Psychologische Unterstützung und Beratung von Krebspatient:innen

von Sabine König und Dr. med. vet. Astrid Heinl

Psychologische Unterstützung und Beratung von Krebspatient:innen
© Syda Productions – stock.adobe.com

Sabine König ist Diplom-Psychologin sowie Kursleiterin für Autogenes Training, Progressive Muskelrelaxation und Stressmanagement und verfügt über die Weiterbildung Psycho-Onkologie. Sie arbeitet als Diplom-Psychologin in der Abteilung Psycho-Onkologie im Vivantes Auguste-Viktoria-Klinikum Berlin sowie bei ATURO (Ambulante Therapien in der Urologie Berlin Wilmersdorf), wo sie Patient:innen in emotional schwierigen Phasen einer Erkrankung betreut. Frau König berichtet in JOURNAL ONKOLOGIE, wie Krebspatient:innen nach der Diagnosestellung, im Umgang mit Nebenwirkungen der Therapie und bei der Krankheitsbewältigung psychologisch unterstützt werden.

Interview mit Sabine König, Vivantes Auguste-Viktoria-Klinikum und ATURO, Berlin.

Gibt es Unterschiede bei der psychologischen Beratung in der niedergelassenen Praxis und in der Klinik?

Ich bin sowohl im ambulanten als auch im stationären Bereich tätig. Eine psychoonkologische Beratung ist leider keine Kassenleistung, die Krankenkasse finanziert nur eine ambulante Psychotherapie, jedoch keine psychologische Beratung. Die Versorgung in der Psychoonkologie ist somit nicht optimal. Hier bei ATURO kann jede Patientin/jeder Patient oder deren Angehörige einmal im Jahr eine psychoonkologische Beratung nutzen, ansonsten müssen sie diese selbst bezahlen. In Berlin gibt es wenige Krebsberatungsstellen, die sich aus Spendengeldern finanzieren. Insgesamt ist das daher eine unbefriedigende Situation für die ambulanten Patient:innen.

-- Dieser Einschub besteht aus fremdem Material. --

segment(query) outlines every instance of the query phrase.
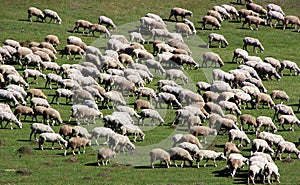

Im stationären Bereich ist das anders, denn Psycho-Onkolog:innen sind Pflicht, damit eine Zertifizierung eines Organzentrums, z.B. eines Prostatakarzinomzentrums, stattfindet. Man hat den Bedarf erkannt, und hier profitieren alle Patient:innen von einer Beratung.

Die Patient:innen, welche eine psychoonkologische Versorgung in Anspruch nehmen, befinden sich meist in unterschiedlichen Ausgangssituationen. Zum einen kann die Diagnose bzw. der Verdacht einer Krebserkrankung als Zufallsbefund betrachtet werden. Zum anderen kann es auch sein, dass sie unspezifische Beschwerden festgestellt haben oder sich aufgrund einer genetischen Disposition in der Familie schon länger damit auseinandergesetzt haben, dass die gezeigten Beschwerden mit einer ernsthaften Erkrankung in Zusammenhang stehen könnten.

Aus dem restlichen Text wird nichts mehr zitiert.